Halperin et al conclude:

“Our research shows that even in the face of prolonged conflict, deeply rooted beliefs may be malleable, and mechanisms may exist for bringing more constructive attitudes to the fore. In thinking that groups have the potential to become better, adversaries may be more likely to bypass fixed, global, negative judgments — judgments that delegitimize or dehumanize each other — even when they have a long history of mutual antagonism.”

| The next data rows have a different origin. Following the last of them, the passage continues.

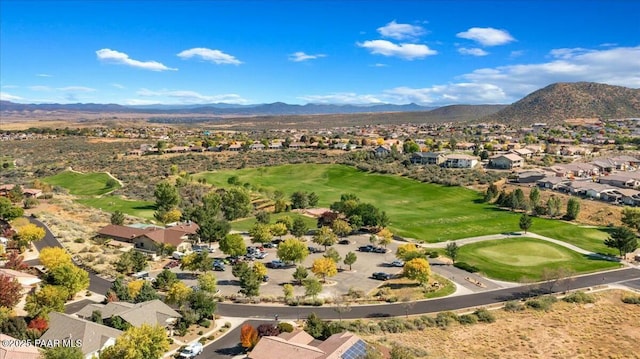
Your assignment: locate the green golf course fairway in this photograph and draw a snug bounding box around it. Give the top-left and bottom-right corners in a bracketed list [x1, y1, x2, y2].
[77, 196, 156, 219]
[196, 164, 614, 254]
[457, 237, 621, 282]
[44, 171, 121, 196]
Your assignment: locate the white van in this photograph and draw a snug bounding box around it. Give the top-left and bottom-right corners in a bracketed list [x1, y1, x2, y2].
[132, 271, 149, 279]
[172, 251, 185, 260]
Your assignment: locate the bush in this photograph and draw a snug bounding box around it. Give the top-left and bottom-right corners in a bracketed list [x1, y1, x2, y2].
[526, 296, 557, 311]
[428, 251, 439, 258]
[457, 314, 478, 325]
[473, 308, 496, 323]
[454, 262, 479, 273]
[199, 319, 211, 328]
[563, 291, 595, 304]
[621, 295, 640, 305]
[277, 322, 294, 333]
[435, 311, 457, 328]
[504, 301, 525, 312]
[74, 238, 85, 243]
[224, 322, 232, 328]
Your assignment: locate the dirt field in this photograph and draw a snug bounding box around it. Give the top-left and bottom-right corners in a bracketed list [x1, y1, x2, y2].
[362, 290, 640, 359]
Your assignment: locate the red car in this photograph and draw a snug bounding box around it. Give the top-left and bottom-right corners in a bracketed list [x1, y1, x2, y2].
[163, 260, 179, 269]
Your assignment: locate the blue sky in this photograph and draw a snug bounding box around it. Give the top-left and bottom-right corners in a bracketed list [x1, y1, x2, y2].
[1, 0, 639, 106]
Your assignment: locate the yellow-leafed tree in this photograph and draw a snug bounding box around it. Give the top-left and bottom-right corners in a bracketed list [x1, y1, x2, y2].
[16, 223, 46, 246]
[402, 258, 431, 285]
[39, 247, 72, 270]
[127, 280, 145, 299]
[311, 257, 337, 283]
[166, 282, 193, 307]
[100, 324, 169, 359]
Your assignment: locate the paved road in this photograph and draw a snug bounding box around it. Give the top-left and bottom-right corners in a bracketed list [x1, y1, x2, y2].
[201, 320, 266, 359]
[25, 216, 112, 295]
[217, 267, 640, 320]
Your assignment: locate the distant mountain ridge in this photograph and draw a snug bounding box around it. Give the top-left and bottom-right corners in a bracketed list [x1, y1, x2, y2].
[0, 100, 434, 115]
[482, 82, 640, 125]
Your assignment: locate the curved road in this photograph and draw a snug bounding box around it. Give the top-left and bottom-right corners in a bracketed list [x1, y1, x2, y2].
[217, 267, 640, 320]
[25, 216, 113, 295]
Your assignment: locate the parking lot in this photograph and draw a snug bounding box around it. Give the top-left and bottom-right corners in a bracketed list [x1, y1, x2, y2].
[150, 233, 407, 299]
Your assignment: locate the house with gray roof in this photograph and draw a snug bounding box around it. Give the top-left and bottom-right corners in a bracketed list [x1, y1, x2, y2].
[40, 312, 122, 359]
[75, 299, 181, 329]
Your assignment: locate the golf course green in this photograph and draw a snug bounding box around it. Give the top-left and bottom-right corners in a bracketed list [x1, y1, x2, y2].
[44, 171, 120, 196]
[457, 237, 621, 282]
[196, 164, 615, 254]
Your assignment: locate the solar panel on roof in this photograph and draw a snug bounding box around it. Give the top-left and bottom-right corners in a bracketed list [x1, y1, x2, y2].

The study ‘Promoting the Middle East Peace Process by Changing Beliefs About Group Malleability‘ (Halperin et al), was published in the 23 September issue of Science.

Author Comments:

Translation – If you are willing to meet with me, I am willing to compromise with you. It seems to me that the findings in these studies are almost self-evident or obvious; how could something (seemingly) so simple and basic be ignored or unconsidered in previous (via third party) negotiations? Makes one wonder how many past conflict resolution efforts were just people acting instinctively or just blundering through a process hoping for the best (or expecting the worst)…?

While I am gladdened by this research overall, I will only note that the three smaller surveys did not include Israeli settlers living on contested Palestinian land (mostly in the West Bank). Would the “willingness to meet” criterium still hold in this case? If so, can one assume that forces internal and/or external to that group (the settlers) are reinforcing  barriers to compromise (either actively or through neglect)?

What often goes unmentioned in the Israeli-Palestinian conflict is the issue of water rights/access on the West Bank (which encompasses land above a large section of the main aquifer in the region); the land is, after all, a desert.

So, to what extent are barriers to compromise and peace between groups driven/reinforced by resource allocation (or appropriation) and scarcity? Must any resource imbalance be addressed before actual negotiation or compromise takes place?